Marcinkus ! Le nom fait le tour des rédactions du monde entier. Interrogé sur ces mystérieux engagements, celui qu’on va surnommer le « banquier de Dieu » déclare que ces étranges sociétés étaient des garanties imaginées par Roberto Calvi en échange de grosses sommes prêtées par le Vatican à l’Ambrosiano. Pour monter ces dix établissements, Calvi avait aussi emprunté 600 millions de dollars à des banques étrangères – qui réclament désormais leur argent – en demandant à Mgr Marcinkus de signer des lettres assurant que le Vatican contrôlait bien ces dix sociétés.
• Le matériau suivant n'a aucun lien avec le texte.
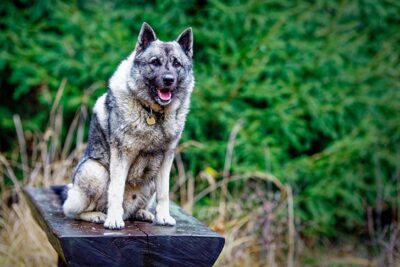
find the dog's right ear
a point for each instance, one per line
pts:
(146, 37)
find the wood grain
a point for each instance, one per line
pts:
(78, 243)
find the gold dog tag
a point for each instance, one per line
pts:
(151, 120)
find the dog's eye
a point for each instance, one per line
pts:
(155, 61)
(176, 63)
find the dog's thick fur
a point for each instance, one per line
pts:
(128, 160)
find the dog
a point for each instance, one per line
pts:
(134, 131)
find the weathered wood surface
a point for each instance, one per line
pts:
(78, 243)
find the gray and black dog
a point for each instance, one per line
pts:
(134, 131)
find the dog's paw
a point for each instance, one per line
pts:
(164, 219)
(114, 223)
(99, 217)
(144, 215)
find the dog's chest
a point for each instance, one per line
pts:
(154, 138)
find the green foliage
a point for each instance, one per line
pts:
(317, 84)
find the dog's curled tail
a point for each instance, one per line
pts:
(61, 191)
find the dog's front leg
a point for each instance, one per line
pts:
(162, 191)
(119, 167)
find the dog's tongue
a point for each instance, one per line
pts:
(164, 94)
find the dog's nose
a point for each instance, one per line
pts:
(168, 79)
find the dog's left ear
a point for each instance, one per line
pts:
(146, 37)
(185, 40)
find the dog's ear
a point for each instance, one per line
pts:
(146, 37)
(185, 40)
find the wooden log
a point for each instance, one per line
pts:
(78, 243)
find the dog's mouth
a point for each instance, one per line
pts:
(165, 95)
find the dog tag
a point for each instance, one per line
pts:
(151, 120)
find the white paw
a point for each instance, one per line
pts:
(114, 222)
(164, 219)
(144, 215)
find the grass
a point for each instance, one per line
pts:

La signature d’un des plus proches collaborateurs du pape est évidemment un gage de confiance comme il en est peu : quand le Saint-Siège se porte garant d’une créance, comment douter de sa solidité ?

L’implication de l’IOR dans cet imbroglio ne fait aucun doute. Sans attendre, le cardinal Agostino Casaroli, secrétaire d’Etat, mène alors des négociations visant à dégager au maximum la responsabilité de l’Eglise. Rien ne filtre des premières conversations qui débrouillent péniblement l’écheveau de cette intrigue aux multiples ramifications. Après de rugueux échanges avec les avocats des banques créditrices, Casaroli accepte de les dédommager à hauteur de 244 millions de dollars, à la condition que ce règlement soit définitif et qu’il n’implique aucunement la culpabilité du Vatican. Toute la stratégie du Saint-Siège est là : minimiser son rôle dans le scandale, payer ses dettes au mieux de ses intérêts, et retrouver sa crédibilité morale. Vaste programme.